Cut to 1996 where Rene Zellweger is suffering from She’s All that syndrome where spectacles and pinned-back hair certify that she is an ugly duckling in need of a Pygmalion makeover. Contrary to the horror films of yesteryear, Barry (Tyler Shea Cone) is a completely loathsome prom attendee (he defends his Lothario cheating as a measure to prevent prostate cancer) whose purpose is to be a victim whose comeuppance we crave. Likewise, Heather (Lisa Marie Newmyer) is lummox with a serial-killer fetish and her incessant idolization is tremendously mortifying under the circumstances. It’s my pet peeve of modern horror.
“First I’m gonna kill ya. Ain’t no fucking biggie” is nonchalantly funny gallows humor that spills from Matthew McConaughey’s frothing performance and he is the silver lining behind the whole film. His eyes are bulging and he is entertainingly unleashed as Vilmer, the wrecking-truck driver. Complaints about Leatherface (Robert Jacks) being emasculated are invalid when he was the Sawyer housemaid in the original. The drag persona in the later half is also more pertinent if he is a Ed Gein doppelganger. The sledgehammer and meat hook scenes too closely parallel events in the original. For the measly $600,000, the stuntwork of Zellweger on the rooftop and then the satellite antenna is quite harrowing.
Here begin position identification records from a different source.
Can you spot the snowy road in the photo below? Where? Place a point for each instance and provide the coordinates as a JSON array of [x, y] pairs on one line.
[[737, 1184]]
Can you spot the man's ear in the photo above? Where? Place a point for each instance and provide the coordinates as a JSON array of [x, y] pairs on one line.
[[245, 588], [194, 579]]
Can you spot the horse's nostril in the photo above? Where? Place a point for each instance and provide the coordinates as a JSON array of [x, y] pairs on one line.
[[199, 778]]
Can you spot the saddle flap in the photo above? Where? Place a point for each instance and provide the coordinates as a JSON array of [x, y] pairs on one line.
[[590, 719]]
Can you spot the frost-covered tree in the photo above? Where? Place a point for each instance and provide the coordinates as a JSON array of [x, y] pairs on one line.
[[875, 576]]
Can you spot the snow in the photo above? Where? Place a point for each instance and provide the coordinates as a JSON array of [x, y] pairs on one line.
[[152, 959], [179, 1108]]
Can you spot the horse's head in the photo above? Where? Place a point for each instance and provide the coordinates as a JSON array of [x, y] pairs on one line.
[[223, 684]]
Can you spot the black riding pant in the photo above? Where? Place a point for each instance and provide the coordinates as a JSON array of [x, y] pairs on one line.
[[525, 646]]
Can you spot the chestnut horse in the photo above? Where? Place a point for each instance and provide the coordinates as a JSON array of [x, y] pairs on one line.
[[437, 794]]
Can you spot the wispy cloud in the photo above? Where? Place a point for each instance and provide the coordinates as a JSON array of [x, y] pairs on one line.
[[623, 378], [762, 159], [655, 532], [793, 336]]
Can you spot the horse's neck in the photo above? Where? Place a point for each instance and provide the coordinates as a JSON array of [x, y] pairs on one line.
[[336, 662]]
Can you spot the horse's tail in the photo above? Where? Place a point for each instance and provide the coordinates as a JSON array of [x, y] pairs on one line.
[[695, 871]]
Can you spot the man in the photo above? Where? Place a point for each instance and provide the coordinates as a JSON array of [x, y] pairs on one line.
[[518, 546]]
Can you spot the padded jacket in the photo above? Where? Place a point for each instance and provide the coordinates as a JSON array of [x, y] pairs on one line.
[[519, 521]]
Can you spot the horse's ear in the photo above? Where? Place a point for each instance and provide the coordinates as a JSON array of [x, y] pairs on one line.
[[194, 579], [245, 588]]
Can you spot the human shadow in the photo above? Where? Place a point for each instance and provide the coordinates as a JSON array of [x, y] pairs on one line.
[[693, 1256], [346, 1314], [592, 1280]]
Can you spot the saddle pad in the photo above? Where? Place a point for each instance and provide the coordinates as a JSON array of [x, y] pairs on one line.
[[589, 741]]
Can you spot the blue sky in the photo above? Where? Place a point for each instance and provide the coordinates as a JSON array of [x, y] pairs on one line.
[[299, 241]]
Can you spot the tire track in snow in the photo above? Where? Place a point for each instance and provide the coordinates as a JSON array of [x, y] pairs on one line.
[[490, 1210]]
The Illuminati conspiracy around the farmhouse has always been an opaque direction for the franchise. I can’t extrapolate whether it’s self-aware deconstruction or a far-fetched plot twist. After all these years of putrid memories after renting it from Blockbuster Video, this is actually a luridly frisky, tongue-in-cheek fourth installment in what has devolved into abattoir boredom. It also serves as an ingenious springboard for both McConaughey and Zellweger.